As a result of final regulations regarding the interest expense allocation rules issued by the Internal Revenue Service in December 2019, the Company concluded that it is more likely than not that the entire amount of the Company’s deferred tax assets relating to foreign tax credit carryforwards will be realized. Consequently, the Company released its $33 million valuation allowance at September 30, 2019 relating to such deferred tax assets and recognized a corresponding U.S. tax benefit of $33 million during the quarter ended December 31, 2019. The Company will continue to weigh the evidence including the projections of sufficient future taxable income, foreign source income and the reversal of future taxable temporary differences to assess the future realization of our foreign tax credits.
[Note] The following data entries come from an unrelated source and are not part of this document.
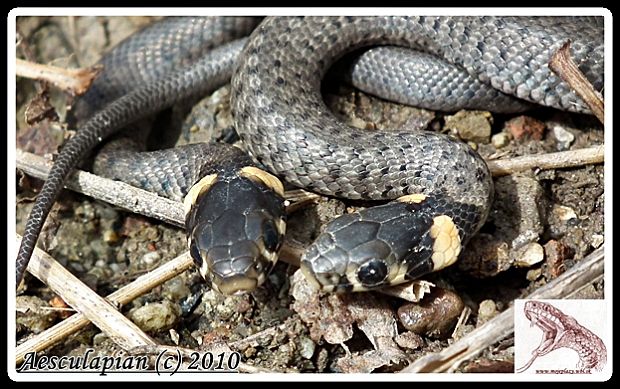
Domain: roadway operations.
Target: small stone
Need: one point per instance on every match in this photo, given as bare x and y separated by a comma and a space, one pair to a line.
434, 316
563, 213
597, 240
485, 257
307, 347
525, 127
31, 313
155, 317
472, 126
409, 340
486, 311
529, 255
519, 209
500, 140
174, 336
110, 236
563, 137
533, 274
555, 252
151, 258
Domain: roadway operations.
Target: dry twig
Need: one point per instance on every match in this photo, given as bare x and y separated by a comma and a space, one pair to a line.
73, 81
564, 66
83, 299
582, 274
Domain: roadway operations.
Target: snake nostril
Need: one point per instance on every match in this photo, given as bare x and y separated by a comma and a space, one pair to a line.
372, 273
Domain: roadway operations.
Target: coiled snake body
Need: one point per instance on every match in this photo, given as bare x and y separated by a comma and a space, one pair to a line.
443, 187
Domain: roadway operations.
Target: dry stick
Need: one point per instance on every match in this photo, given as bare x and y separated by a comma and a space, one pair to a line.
126, 294
130, 340
74, 81
562, 159
563, 65
151, 205
114, 192
99, 311
448, 360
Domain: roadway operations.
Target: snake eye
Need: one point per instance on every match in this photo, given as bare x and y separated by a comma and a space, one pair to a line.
271, 236
372, 273
195, 253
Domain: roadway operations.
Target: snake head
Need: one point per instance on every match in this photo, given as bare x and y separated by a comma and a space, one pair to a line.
383, 245
235, 223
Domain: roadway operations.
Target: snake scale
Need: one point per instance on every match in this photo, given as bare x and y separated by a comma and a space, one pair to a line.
443, 188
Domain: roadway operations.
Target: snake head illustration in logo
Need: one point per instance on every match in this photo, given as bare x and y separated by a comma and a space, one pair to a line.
561, 330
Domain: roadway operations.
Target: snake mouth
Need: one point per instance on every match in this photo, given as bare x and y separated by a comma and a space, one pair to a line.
549, 320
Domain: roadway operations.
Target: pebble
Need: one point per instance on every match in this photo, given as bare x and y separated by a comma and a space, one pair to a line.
307, 347
520, 202
486, 311
563, 213
500, 140
149, 259
409, 340
528, 255
525, 127
472, 126
597, 240
31, 313
155, 317
555, 252
110, 236
563, 137
533, 274
434, 316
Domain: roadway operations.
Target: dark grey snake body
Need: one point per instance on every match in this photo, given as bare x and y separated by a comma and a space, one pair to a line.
286, 127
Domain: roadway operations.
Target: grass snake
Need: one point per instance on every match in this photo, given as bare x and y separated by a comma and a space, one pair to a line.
443, 189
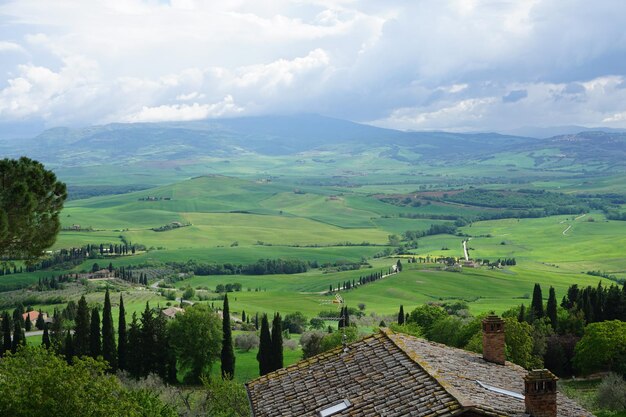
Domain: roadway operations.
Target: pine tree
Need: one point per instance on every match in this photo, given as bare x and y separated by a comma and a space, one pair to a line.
18, 336
95, 340
45, 340
401, 315
536, 306
108, 334
551, 308
228, 355
265, 345
81, 330
6, 333
122, 339
277, 343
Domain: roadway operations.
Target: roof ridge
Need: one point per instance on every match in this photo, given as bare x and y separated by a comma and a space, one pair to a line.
463, 401
305, 362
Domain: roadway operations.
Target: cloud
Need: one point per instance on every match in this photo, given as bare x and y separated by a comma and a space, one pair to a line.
184, 112
515, 95
453, 64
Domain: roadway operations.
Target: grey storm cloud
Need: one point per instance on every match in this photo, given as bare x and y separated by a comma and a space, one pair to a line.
453, 64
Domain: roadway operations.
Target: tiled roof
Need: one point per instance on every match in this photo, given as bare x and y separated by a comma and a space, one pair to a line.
389, 374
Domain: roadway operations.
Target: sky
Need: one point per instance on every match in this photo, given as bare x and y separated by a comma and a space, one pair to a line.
459, 65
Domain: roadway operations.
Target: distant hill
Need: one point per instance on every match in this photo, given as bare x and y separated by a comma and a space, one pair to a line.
280, 136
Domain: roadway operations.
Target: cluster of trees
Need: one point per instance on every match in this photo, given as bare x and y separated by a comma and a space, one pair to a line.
598, 303
260, 267
76, 256
270, 355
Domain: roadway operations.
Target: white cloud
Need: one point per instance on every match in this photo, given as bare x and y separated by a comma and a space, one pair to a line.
183, 112
444, 64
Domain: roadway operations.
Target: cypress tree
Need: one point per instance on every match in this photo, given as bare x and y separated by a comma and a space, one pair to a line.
228, 355
18, 336
69, 349
45, 340
277, 343
521, 317
536, 307
81, 330
122, 339
40, 323
95, 342
108, 334
551, 308
133, 354
6, 333
265, 345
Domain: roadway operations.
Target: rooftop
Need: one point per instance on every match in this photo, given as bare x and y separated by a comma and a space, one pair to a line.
392, 374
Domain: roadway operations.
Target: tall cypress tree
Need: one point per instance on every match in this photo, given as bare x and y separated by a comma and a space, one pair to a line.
108, 334
18, 336
122, 339
6, 333
551, 308
277, 343
45, 340
95, 341
265, 348
228, 355
68, 348
81, 330
133, 354
536, 307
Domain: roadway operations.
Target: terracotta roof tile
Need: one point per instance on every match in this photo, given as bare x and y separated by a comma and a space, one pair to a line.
390, 374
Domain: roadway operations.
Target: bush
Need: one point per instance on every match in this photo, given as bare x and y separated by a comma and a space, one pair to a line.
246, 341
612, 393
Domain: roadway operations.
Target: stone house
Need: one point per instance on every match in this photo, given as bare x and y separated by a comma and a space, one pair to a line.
393, 374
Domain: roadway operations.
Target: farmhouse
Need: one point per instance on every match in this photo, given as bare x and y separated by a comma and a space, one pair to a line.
391, 374
32, 316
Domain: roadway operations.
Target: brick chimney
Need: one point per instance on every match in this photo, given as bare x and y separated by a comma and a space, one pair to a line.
540, 393
493, 339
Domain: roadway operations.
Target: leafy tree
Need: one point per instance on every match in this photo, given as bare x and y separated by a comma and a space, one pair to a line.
264, 356
227, 355
603, 347
31, 199
95, 340
425, 316
108, 334
401, 315
519, 343
536, 306
82, 389
195, 338
295, 322
122, 338
277, 343
81, 331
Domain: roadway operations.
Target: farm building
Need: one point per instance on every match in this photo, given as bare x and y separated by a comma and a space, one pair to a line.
392, 374
171, 312
32, 316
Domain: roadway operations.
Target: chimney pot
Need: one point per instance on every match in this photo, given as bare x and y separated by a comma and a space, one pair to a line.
493, 340
540, 393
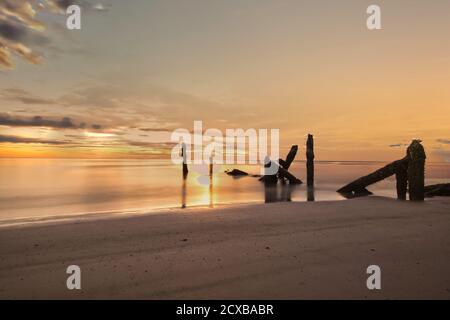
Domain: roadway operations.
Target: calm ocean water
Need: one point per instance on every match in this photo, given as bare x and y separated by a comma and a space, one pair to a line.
36, 188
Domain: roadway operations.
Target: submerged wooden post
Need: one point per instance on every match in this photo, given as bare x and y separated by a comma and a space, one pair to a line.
310, 160
401, 178
184, 155
211, 166
416, 171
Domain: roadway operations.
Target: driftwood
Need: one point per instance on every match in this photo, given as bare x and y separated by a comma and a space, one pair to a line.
358, 187
282, 172
236, 173
285, 164
272, 179
289, 158
437, 190
310, 161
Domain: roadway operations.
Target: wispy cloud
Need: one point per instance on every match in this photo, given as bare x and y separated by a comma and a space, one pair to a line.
443, 141
16, 94
20, 29
38, 121
18, 139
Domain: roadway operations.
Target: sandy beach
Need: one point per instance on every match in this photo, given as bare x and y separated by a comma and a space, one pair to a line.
275, 251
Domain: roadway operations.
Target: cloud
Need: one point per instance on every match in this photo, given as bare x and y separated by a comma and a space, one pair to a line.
17, 139
38, 121
19, 27
16, 94
398, 145
443, 141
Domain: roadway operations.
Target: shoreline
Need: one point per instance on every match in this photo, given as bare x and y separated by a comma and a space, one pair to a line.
315, 250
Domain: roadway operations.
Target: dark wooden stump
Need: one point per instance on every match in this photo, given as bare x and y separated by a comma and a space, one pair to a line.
401, 177
310, 161
416, 171
184, 155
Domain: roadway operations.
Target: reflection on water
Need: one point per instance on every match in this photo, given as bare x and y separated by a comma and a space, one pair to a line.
281, 192
310, 194
44, 187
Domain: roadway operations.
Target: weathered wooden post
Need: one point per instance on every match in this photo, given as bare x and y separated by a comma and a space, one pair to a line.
269, 177
401, 178
416, 171
310, 160
184, 155
211, 166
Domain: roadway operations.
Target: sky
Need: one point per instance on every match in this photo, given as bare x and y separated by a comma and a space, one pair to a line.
139, 69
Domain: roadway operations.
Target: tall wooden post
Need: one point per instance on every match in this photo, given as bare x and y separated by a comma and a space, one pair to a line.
211, 166
416, 171
184, 155
310, 160
401, 178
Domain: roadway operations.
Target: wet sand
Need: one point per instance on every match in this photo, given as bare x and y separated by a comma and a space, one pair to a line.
276, 251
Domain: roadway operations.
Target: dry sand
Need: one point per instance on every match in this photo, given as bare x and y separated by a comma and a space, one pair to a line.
275, 251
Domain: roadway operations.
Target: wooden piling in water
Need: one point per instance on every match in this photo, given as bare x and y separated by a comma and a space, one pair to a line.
310, 161
184, 155
416, 171
401, 178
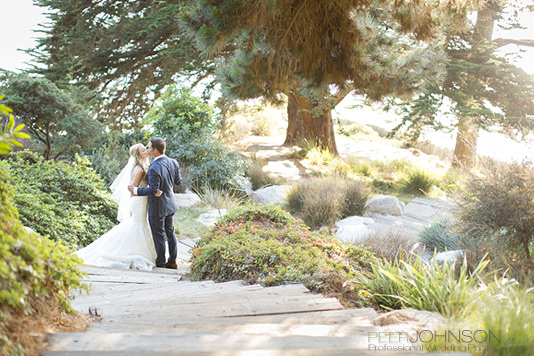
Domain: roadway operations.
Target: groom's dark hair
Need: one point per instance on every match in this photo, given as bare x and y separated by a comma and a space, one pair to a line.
158, 143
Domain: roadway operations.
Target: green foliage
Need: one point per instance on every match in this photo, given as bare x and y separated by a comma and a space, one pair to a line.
440, 236
323, 201
258, 177
220, 199
424, 285
9, 134
64, 201
187, 124
498, 204
267, 245
129, 59
33, 270
358, 131
110, 156
417, 182
505, 310
52, 117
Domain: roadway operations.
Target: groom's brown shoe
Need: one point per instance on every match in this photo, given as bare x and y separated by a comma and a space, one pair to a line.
171, 265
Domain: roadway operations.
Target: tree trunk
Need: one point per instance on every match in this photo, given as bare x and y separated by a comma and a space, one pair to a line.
295, 128
466, 140
308, 119
317, 124
465, 151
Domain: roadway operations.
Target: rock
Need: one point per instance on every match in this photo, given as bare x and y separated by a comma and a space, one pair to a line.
210, 218
384, 205
275, 194
187, 199
449, 257
409, 321
354, 229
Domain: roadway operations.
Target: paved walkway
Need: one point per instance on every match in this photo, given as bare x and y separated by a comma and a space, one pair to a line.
159, 313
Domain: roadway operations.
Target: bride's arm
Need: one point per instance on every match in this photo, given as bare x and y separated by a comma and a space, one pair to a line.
139, 174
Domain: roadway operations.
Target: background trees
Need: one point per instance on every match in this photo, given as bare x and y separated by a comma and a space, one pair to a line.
51, 116
481, 89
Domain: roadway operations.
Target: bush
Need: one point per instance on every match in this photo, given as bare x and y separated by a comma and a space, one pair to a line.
36, 277
64, 201
188, 125
417, 182
423, 285
258, 177
324, 201
267, 245
498, 204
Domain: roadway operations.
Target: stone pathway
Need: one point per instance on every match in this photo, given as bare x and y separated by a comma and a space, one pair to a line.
160, 313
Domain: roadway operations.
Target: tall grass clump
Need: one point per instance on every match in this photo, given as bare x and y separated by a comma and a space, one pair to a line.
504, 312
417, 182
440, 236
323, 201
220, 199
418, 284
258, 177
497, 205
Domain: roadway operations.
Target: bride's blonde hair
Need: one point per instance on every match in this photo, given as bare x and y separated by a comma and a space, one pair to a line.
134, 152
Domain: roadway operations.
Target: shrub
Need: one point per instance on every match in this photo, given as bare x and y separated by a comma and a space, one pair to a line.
498, 203
504, 309
324, 201
423, 285
440, 236
188, 125
417, 182
64, 201
258, 177
36, 277
267, 245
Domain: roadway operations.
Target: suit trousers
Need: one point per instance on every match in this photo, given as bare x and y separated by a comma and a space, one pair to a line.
161, 227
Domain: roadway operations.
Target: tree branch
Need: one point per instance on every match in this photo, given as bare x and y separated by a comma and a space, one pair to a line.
501, 42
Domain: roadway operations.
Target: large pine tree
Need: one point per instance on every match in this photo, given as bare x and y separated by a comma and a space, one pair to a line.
482, 88
304, 48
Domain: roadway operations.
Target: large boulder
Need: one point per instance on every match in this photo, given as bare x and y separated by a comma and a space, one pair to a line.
384, 205
275, 194
354, 229
210, 218
186, 200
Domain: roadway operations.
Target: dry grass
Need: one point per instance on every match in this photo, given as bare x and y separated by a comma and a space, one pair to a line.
29, 331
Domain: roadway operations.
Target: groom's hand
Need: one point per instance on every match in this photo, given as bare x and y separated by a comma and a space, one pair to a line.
131, 188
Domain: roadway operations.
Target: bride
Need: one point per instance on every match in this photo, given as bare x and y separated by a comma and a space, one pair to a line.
129, 244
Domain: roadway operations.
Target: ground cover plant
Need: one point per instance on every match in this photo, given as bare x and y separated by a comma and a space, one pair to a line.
267, 245
37, 276
66, 201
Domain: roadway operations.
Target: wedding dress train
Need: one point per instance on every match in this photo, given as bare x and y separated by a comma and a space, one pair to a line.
127, 245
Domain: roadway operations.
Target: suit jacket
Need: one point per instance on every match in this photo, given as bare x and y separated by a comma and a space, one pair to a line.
163, 174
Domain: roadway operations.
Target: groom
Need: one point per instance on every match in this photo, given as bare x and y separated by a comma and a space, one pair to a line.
163, 174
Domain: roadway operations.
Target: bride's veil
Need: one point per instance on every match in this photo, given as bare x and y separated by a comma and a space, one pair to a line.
119, 187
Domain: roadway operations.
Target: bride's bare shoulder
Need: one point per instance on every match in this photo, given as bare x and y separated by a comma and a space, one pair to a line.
137, 174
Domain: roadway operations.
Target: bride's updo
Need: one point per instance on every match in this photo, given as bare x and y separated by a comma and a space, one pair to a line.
139, 161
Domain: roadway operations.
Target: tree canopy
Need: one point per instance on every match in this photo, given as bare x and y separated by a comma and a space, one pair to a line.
51, 115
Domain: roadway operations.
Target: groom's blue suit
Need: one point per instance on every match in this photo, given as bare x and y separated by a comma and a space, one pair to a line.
163, 174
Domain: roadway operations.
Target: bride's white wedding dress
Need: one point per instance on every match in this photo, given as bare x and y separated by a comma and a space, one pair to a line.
127, 245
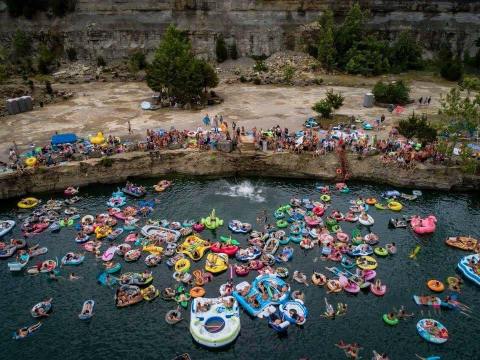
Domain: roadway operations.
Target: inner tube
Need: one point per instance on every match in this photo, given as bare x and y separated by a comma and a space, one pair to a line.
435, 285
281, 224
197, 291
395, 206
380, 251
388, 321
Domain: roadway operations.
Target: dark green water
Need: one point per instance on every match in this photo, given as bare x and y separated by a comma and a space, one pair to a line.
140, 332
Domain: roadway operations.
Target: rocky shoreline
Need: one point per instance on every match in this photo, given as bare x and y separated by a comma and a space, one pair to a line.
218, 164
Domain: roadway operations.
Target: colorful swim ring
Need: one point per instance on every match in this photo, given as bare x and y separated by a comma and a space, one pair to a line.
380, 206
435, 285
367, 263
325, 198
380, 251
31, 161
197, 291
28, 203
182, 265
281, 224
395, 206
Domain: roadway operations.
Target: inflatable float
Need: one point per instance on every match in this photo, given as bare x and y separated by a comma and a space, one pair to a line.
469, 266
265, 290
432, 331
214, 322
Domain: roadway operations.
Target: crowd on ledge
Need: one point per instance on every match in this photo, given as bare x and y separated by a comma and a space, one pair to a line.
396, 149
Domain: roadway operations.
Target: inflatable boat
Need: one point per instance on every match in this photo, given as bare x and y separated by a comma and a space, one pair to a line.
214, 322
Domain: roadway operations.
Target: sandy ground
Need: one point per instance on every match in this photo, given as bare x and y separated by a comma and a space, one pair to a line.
107, 107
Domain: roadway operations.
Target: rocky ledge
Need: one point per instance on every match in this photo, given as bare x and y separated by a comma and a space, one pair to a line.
246, 163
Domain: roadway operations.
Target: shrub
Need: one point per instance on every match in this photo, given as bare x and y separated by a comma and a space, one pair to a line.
101, 61
137, 61
233, 51
392, 93
336, 100
221, 49
71, 54
260, 66
323, 107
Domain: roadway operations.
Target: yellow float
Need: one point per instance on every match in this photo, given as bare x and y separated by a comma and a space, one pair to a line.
182, 265
197, 291
367, 263
102, 231
153, 249
395, 206
28, 203
31, 161
194, 247
216, 263
97, 140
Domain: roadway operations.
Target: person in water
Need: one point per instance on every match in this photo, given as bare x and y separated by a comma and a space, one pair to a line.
72, 277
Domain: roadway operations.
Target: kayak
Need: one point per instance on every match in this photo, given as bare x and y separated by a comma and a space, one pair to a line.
389, 321
6, 226
432, 331
87, 310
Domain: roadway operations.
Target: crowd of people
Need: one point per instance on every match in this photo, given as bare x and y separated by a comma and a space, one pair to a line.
396, 150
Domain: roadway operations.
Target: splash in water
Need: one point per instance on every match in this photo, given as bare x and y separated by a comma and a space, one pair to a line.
245, 189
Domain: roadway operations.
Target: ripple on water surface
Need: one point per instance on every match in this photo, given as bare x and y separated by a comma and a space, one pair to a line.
140, 331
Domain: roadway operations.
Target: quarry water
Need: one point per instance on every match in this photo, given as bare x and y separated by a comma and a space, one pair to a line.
140, 332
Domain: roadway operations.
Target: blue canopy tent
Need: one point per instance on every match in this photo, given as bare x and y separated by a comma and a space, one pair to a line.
64, 139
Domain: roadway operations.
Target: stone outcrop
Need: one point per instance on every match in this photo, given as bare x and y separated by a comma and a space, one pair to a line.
247, 163
115, 28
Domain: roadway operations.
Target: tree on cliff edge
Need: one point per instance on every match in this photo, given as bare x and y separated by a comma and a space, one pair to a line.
175, 70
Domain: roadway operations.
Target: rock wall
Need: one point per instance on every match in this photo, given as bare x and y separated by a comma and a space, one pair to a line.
114, 28
251, 163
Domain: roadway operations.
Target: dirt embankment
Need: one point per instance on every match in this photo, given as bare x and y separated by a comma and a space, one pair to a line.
251, 163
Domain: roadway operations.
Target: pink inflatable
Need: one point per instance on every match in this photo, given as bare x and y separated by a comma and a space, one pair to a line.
424, 226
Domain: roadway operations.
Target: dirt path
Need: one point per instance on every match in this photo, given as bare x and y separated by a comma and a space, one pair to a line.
108, 107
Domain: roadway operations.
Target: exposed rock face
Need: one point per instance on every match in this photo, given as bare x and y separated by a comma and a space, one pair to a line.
247, 163
114, 28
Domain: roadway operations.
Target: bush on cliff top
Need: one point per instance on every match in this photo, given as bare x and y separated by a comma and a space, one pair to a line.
392, 93
176, 72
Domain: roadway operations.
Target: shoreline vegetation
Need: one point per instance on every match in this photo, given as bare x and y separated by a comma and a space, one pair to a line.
193, 162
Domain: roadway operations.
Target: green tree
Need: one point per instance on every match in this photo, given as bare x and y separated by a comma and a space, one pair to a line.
221, 49
323, 107
418, 127
45, 59
392, 93
368, 57
460, 112
137, 61
326, 52
21, 45
175, 69
406, 53
232, 51
335, 99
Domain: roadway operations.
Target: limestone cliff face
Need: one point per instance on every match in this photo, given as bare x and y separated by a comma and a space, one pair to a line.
113, 28
218, 164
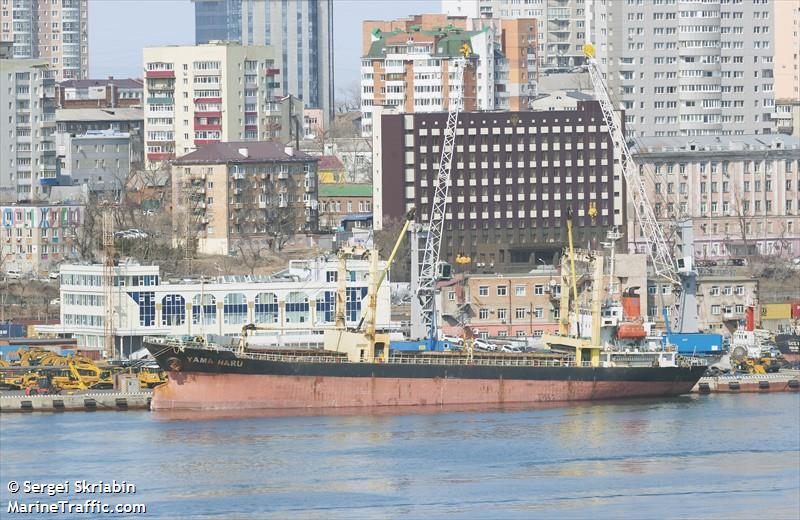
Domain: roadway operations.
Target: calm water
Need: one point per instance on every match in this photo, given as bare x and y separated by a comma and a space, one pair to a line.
695, 457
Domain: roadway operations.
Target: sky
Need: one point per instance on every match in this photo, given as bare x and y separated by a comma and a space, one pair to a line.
119, 29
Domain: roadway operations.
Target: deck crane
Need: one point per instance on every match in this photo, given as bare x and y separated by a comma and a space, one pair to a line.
680, 274
431, 269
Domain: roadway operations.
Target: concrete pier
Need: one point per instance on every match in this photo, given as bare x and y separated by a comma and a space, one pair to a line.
785, 381
77, 401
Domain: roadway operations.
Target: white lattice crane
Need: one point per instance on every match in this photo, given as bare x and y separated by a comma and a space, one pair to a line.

For the three and six months ended March 31, 2020, the Company recorded an income tax benefit of $12 million and $7 million, respectively. The income tax benefit of $12 million for the three months ended March 31, 2020 is lower than the expected tax benefit at the statutory tax rate of 21% primarily due to non-deductible expenses of our Senior Management Free Cash Flow Plan. The income tax benefit of $7 million for the six months ended March 31, 2020 is lower than the expected tax at the statutory tax rate of 21% primarily due to tax benefit of the valuation allowance release relating to foreign tax credit carryforwards and FDII, offset by
non-deductible expenses of our Senior Management Free Cash Flow Plan, U.S. state and local taxes, foreign income taxed at rates higher than the U.S. statutory tax rate, withholding taxes and foreign losses with no tax benefit.
For the three and six months ended March 31, 2019, the Company recorded an income tax expense of $48 million and $98 million, respectively. The income tax expense for the three and six months ended March 31, 2019 is higher than the expected tax at the statutory tax rate of 21% primarily due to GILTI, non-deductible expenses of our Senior Management Free Cash Flow Plan, U.S. state and local taxes, foreign income taxed at rates higher than the U.S. statutory tax rate, withholding taxes and foreign losses with no tax benefit offset by the tax benefit of a reduction in foreign income tax rates.
The Company has determined that it is reasonably possible that the gross unrecognized tax benefits as of March 31, 2020 could decrease by up to approximately $1 million related to various ongoing audits and settlement discussions in various foreign jurisdictions during the next twelve months.